I’m doing this because I think it’s definitely time to put some more distance between me and the accident. 

I still think about it many times a day, but never want what happened on July 1st to define me.


soon to be back in the saddle

Looks like I’m going back to work.  I met with my neurologist yesterday and he gave the okay for 20 hours a week.

I have looked forward to getting back into the office for a while now.  Naturally I have apprehensions too.  Stepping back into an organization that has functioned without me feels a bit daunting.  On the other hand, my boss has been two managers down (in addition to my absence, another guy is on infant care leave).

All the various tests I’ve taken tell me that my cognitive function is just fine, although my short-term memory is probably not as good as before.  I’ll need to keep more careful notes about things, particularly when the various inevitable interruptions occur.

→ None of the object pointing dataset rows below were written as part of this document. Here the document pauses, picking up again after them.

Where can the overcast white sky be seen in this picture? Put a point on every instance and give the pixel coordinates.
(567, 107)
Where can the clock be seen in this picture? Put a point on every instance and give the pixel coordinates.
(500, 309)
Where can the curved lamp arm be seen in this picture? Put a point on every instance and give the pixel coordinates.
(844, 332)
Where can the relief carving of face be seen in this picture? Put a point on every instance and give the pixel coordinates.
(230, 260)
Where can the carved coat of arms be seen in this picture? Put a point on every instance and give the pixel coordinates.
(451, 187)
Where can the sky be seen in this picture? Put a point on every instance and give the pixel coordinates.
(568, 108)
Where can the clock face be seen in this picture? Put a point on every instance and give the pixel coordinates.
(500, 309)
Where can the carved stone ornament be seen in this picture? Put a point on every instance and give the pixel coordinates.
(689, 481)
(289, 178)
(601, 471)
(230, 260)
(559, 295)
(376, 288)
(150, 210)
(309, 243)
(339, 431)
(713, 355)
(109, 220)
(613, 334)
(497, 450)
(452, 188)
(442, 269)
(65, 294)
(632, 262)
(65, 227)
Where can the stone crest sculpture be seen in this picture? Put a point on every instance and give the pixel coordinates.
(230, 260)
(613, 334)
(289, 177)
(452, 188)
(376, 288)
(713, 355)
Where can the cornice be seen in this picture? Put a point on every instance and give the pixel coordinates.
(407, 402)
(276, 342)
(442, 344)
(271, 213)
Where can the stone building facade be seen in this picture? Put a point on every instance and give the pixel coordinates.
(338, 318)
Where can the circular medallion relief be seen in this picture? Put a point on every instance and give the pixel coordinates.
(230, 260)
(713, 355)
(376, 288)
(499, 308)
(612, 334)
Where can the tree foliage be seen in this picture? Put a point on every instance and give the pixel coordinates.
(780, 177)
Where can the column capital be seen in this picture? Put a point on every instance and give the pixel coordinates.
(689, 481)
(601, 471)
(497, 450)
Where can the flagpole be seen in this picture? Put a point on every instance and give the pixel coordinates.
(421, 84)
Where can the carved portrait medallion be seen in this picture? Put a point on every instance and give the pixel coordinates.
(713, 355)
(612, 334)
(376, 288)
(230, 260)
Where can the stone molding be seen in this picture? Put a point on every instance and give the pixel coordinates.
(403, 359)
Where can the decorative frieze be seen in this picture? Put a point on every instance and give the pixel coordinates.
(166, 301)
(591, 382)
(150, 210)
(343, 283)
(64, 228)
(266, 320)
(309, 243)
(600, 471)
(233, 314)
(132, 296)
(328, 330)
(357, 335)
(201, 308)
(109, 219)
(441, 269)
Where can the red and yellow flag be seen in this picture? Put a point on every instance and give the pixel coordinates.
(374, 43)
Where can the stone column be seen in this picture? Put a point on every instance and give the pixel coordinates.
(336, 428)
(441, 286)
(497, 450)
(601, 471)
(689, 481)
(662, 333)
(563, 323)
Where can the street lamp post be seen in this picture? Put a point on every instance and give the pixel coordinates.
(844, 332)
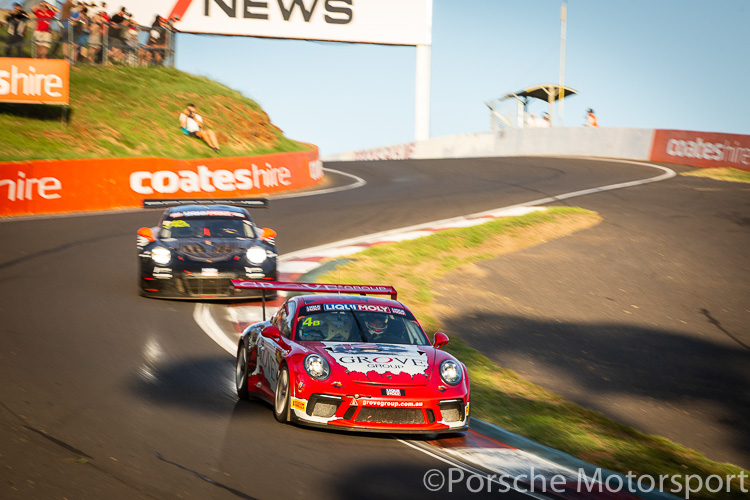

I was talking about this with my boss yesterday.  We need to agree on what my part-time role looks like.  One of his ideas had me focusing on one of the areas I manage for a while, and growing my role out from there.  That sounds interesting, but I’m not sure it would prove practical (I don’t want to shut the other team members out, when I’m back in the office).  But we’ll come up with something.

When we were talking yesterday, my manager mentioned that when the accident happened he was concerned about the worst-case scenario – me not making it.  I replied that I fortunately slept through the scariest part of this adventure.  But I’d heard a similar lament the evening before from one of my running friends.  They arrived at the ICU, and saw me hooked up to a zillion machines with fans on me to lower my body temperature so that my brain didn’t swell any more than it already had.  

I once asked Kris whether she worried about me dying.  She told me that she always believed that I would live, but worried about whether the person who woke up in the ICU would resemble the me she knew.  Unfortunately for her, I did :).

It seems odd to wax philosophical upon the occasion of returning to work.  But since the recovery process is essentially a march back to normal life, it makes some sense that we’d reminisce about the scarier times. 

What we’ve come to realize is that recovery is a process the whole family goes through together.  What that means, I’m not entirely sure of yet.

Anyway – Monday I get to become a working person again.  Who’ve thought this would all happen so quickly?